Las reglas fueron hechas para romperse. Esa es una de las máximas más antiguas del Género Fantástico. Los griegos lo llamaban hybris: la desobediencia a los dioses. Nada bueno puede pasar después de eso. O, mejor dicho, es al revés: la única manera de que pase algo bueno, es si las reglas son rotas. Si todos los personajes obedecieran las advertencias, el género no existiría. El Fantástico vive en ese gesto: la desobediencia como origen del relato.

¿Será por eso que el Terror, la Ciencia Ficción y las Aventuras son catalogados por la mayoría de los adultos como géneros marginales? A veces, incluso se convierten en gustos secretos. Porque romper las reglas no es algo muy admisible. Mejor hablar de cine serio, no vaya a ser cosa.

Aceptes tu pasión por el género rebelde o no, si estás frente a una película de Cine fantástico, necesitás comprender rápidamente las reglas, o no vas a poder entrar en la historia y sentir la misma curiosidad que el protagonista. Pero esas reglas, como ya dijimos, están hechas para romperse. Violarlas podría desatar lo maligno, pero no hacerlo podría matarnos de curiosidad. Y para que la tensión funcione, las reglas deben ser pocas y simples.

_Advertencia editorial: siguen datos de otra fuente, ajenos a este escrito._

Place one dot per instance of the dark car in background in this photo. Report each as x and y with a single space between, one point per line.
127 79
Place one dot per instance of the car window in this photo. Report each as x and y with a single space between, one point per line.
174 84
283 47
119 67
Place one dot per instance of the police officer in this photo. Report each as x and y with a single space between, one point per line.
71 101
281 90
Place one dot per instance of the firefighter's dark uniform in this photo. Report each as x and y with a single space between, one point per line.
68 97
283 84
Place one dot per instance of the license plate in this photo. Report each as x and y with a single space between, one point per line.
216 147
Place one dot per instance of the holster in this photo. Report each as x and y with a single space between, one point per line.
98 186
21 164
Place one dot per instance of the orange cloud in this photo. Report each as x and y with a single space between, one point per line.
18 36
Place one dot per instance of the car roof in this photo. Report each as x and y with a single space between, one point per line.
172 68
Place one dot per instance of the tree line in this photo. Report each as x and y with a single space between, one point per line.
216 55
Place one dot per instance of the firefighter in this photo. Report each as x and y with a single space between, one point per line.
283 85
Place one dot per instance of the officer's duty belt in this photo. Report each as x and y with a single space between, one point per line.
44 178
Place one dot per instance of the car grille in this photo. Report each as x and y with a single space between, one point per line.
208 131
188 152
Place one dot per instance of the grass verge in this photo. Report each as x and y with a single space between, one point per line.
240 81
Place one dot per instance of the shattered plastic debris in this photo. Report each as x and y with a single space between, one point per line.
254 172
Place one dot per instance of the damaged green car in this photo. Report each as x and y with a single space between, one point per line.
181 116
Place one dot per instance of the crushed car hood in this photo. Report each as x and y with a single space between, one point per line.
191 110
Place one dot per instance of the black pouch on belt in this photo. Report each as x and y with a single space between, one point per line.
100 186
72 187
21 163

Como en Gremlins (Joe Dante, 1984):
(1) no los expongas a la luz brillante, mucho menos al Sol, porque podría matarlos;
(2) no los mojes, porque se reproducen;
(3) por sobre todas las cosas, nunca les des de comer después de medianoche.

Las tres reglas se rompen. Y nace un clásico.

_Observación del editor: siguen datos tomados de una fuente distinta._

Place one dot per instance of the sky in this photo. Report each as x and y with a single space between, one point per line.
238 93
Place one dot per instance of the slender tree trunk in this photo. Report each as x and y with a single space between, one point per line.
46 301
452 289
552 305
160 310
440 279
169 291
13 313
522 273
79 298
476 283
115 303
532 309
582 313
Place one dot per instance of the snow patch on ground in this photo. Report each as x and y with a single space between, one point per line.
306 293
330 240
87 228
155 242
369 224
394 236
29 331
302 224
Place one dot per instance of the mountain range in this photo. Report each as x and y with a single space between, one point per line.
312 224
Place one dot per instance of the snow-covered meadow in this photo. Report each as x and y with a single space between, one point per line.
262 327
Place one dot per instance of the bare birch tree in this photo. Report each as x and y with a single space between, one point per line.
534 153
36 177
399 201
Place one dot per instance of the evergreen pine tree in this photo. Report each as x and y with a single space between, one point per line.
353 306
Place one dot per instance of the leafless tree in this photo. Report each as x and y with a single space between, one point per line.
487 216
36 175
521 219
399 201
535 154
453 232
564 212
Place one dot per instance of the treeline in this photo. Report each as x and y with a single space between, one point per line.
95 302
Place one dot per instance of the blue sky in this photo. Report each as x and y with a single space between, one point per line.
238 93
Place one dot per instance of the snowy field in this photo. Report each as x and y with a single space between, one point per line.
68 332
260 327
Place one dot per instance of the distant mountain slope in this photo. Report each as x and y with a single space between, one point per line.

Ese dispositivo —advertencia, desobediencia, consecuencia— está en el ADN del género. W. W. Jacobs lo escribió en La pata de mono, aunque muchos nos enteramos primero por el capítulo de halloween de Los Simpson, basado en ese clásico.

Cuando hicimos Los que vuelven con Laura Casabé (La Virgen de la Tosquera), encontrábamos un agujero en el relato, había algo que faltaba. Y optamos por la opción clásica que dimensionó el relato: lo primero que se escucha es la advertencia, y lo primero que se ve es la desobediencia. La película es la consecuencia.

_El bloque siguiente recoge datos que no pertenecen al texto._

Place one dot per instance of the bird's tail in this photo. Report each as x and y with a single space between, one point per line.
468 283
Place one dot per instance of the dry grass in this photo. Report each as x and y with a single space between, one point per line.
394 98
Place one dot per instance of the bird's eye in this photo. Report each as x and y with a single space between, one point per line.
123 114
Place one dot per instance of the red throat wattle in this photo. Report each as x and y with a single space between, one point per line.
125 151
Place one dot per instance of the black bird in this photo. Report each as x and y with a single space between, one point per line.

Pero hay una única regla que, para que el género funcione, no debe romperse. Y es, justamente, la de tener reglas.

Cada uno de los grandes relatos fantásticos, no sólo repiten un patrón: se interpretan a sí mismos. Estas historias no son, como diría Hitchcock, “trozos de vida”. El Cine Fantástico (los relatos fantásticos) no se construyen sobre los mismos cimientos que el melodrama o la comedia. Tienen otros espacios y otros tiempos, normalmente rituales, que bien diferentes son a los de nuestra vida cotidiana.

Para poder asimilar que un personaje ha sido absorbido por la abstracción del Mal, para viajar a otro mundo o tiempo, o para verse arrojado a la aventura heroica atravesando un portal, el espectador necesita nuevas reglas. Es imposible acompañar a personajes en su periplo si no comprendemos el mundo en el que se mueve.

Como en una cadena semiótica, donde un signo se convierte en el interpretante de uno anterior y lo sucede otro que hace lo mismo con él, articular una historia fantástica precisa también de esa clase de eslabones. Si algo no está claro, lo que sigue no tendrá sentido. Y lo que lo precede probablemente tampoco. Por eso, la narración fantástica necesita de un entramado preciso para que un espectador se haga parte del cuento y, básicamente, no se aburra o se pierda.

Sin reglas en lo fantástico, los autores no vamos a lograr un verosímil auténtico. Pero sin romper las reglas en su ficción, nuestros protagonistas no podrán ser el eje de una historia fantástica.

Nuestra profesión es una máquina precisa de rebeldía.